Ingredients
- 2 large tomatoes - diced
- 1 sweet onion - sliced
- 4 - 5 cloves of garlic - chopped
- 2 1/2 oz. can of anchovies with capers
- 3 zucchinis’ - sliced with skin
- 7 oz. can of caponata
- 7 oz. of water
- 1/4 cup red wine
- 1/2 tsp. red pepper flakes
- 1 tsp. black pepper
- 1 tsp. salt
- 1 1/2 tsp. dried oregano
- Olive oil for drizzling
- 1 lb. of your favorite pasta
- Romano cheese for grating
Instructions
- Heat a large cast iron frying pan and place the sliced onion in the dry pan to get a nice char to them.
- Once that is achieved, add in the diced tomatoes and toss; allow the tomatoes to soften, then add in a tablespoon of olive oil and the garlic.
- Add in the can of anchovies with capers. Gently mash the anchovies with a fork to incorporate into the sauce that is coming together.
- Add in the can of caponata, then fill the can with water and swish around and add to the sauce.
- Once again, give a toss to the sauce and add the spices.
- Let the sauce simmer on a gentle heat for a few minutes then add the wine and once again, let the sauce simmer on a gentle heat. Taste for seasonings.

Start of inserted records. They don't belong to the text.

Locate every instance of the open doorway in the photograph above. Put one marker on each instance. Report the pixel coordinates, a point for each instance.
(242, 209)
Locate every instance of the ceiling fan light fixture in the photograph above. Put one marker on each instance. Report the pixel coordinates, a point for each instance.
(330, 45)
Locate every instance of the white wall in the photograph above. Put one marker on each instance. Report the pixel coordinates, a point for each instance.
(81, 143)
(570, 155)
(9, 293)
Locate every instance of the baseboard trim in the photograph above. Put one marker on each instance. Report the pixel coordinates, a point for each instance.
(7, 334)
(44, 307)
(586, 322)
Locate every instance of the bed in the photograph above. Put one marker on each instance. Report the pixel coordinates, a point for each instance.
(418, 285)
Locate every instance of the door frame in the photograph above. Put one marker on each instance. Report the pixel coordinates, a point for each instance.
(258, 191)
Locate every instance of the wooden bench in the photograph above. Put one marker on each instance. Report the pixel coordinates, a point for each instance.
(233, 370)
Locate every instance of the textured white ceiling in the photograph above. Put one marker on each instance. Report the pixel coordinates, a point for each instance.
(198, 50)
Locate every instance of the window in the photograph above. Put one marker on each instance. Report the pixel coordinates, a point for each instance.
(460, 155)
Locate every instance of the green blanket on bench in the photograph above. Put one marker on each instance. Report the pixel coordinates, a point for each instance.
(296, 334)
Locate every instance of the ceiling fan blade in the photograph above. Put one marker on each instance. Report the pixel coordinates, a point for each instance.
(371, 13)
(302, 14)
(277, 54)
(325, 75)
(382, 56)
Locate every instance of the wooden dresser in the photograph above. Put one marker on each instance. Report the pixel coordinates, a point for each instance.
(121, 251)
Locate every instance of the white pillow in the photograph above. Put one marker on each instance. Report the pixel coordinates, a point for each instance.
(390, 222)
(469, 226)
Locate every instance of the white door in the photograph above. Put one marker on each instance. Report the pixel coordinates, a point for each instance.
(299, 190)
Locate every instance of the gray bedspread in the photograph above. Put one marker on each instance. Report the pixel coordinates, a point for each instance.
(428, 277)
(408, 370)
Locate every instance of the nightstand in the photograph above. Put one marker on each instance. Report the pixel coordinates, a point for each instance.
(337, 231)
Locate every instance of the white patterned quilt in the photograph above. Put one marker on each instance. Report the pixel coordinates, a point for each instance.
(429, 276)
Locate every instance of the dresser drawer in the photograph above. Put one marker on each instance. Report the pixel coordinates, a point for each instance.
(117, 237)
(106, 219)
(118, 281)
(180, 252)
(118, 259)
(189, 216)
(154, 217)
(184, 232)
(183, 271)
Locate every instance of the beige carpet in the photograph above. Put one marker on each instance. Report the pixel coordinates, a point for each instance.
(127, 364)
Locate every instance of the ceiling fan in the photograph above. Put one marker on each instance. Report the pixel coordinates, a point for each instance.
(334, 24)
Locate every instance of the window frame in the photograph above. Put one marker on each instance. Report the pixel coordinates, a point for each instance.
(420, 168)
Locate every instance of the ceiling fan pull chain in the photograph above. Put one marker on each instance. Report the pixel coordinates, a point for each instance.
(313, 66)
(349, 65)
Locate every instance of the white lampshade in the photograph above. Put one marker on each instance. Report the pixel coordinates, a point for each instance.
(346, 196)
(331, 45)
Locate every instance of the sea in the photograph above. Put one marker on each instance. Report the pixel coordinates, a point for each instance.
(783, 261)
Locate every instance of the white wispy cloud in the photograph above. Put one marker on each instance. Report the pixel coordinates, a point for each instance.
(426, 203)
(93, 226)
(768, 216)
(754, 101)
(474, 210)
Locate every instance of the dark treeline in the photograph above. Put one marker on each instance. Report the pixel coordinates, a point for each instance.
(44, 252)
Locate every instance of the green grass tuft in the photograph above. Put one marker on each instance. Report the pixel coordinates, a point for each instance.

- In a separate place the zucchini wedges in a dry pan and allow to get a nice char on each one.
- Lift the charred zucchini wedges into the sauce as they are done.
- Prepare the pasta as directed.
- Lift the pasta into the sauce.
- Serve with a drizzle of olive oil, grated cheese and a dash of red pepper flakes.